The story follows the main character, a woman in her 20s who decides to tap out of life for a year by plying herself with drugs and alcohol. She holes up in her apartment with the singular aspiration of sleeping for as much of the 365 days as possible. When she wakes in her foggy, drug-induced hazes, she finds herself participating in activities that are a mystery even to her in her more lucid states. Though published in 2018, this is the perfect pandemic read where it’s easy to identify with the character and her medicinal companions after our own two years of physical, mental and emotional solitude.
When the Reckoning Comes by LaTanya McQueen
Chosen as one of the Stoker Award’s 2021 ballot finalists, When the Reckoning Comes by LaTanya McQueen is at the top of my list (the winner will be chosen in 2022). I was enthralled from the beginning, following the story of three childhood best friends: Mira, Celine and Jesse, as we follow them from an incident in their childhood that takes place on an abandoned plantation through adulthood by way of flashbacks recalled by the main character, Mira. After the incident, the three friends part ways in the rural South, only to reunite when Celine, who’s white, plans to marry on the same plantation from decades ago. The plantation has since been turned into an extravagant wedding destination, despite it’s history of slavery and the ghosts that still remain at the plantation, which fuels the story of the tenuous friendship.
Author LaTanya McQueen weaves a tale that highlights nuance in a world that often seems to lack the boldness of delving into the grey areas of life. Much of the story is told through Mira’s internal monologue and we are privy to her confusion and consideration of deeds of the past and present; her past, the South’s past, and how those histories are ever present.
Road of Bones by Christopher Golden
It was news to me that the Road of Bones is an actual place in Russia where a mass amount of prisoners of war were buried into the road, otherwise known as Kolyma Highway. Author Christopher Golden uses this real-life highway with its heartbreaking past, mixed with the severe temperatures of Siberia to create a desolate, desperate, dark and mythical place that places the reader in a mental solitude of their own as they become more and more immersed into the story.

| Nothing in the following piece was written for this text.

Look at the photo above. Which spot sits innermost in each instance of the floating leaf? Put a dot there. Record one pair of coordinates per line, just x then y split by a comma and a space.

I first learned of Golden’s writing when I read Ararat, where much like Road of Bones, Golden uses history and legend, in Ararat’s case, the story of a devil lurking in Noah’s Ark. His books are what I’d call beach reads for horror lovers; nothing too heavy but with clever plots and interesting characters that you hope to God don’t get killed off by an archaic creature awakened after thousands of years.
Smile by Sarah Ruhl
I didn’t want to read Smile. It was a memoir about a playwright who gets Bell’s palsy after having children. Not being a theatre type of gal, nor a children type of gal, I read it because I needed to lead a book club discussion at my library, and Ruhl also has Chicago ties. However, as book clubs often tend to do, I was delighted by a book that I was reticent to read but was so immensely glad that I did.
I listened to the audio, narrated by Ruhl herself, and if Ruhl ever chooses to stop writing plays and narrate audio going forward, the woman has a promising career. Though I’d never read or watched one of Ruhl’s plays, it’s plain to see that her experience with writing about the human condition, specifically that of the female kind, translated impeccably into the memoir genre. What amazed me was her incredible insight into her surroundings, her observations about life and how women are treated by society, men, other women, careers, et al. Her ability to put a spotlight on what seems mundane or matter of fact and make it seem as if it’s the most important point of discussion is truly a gift.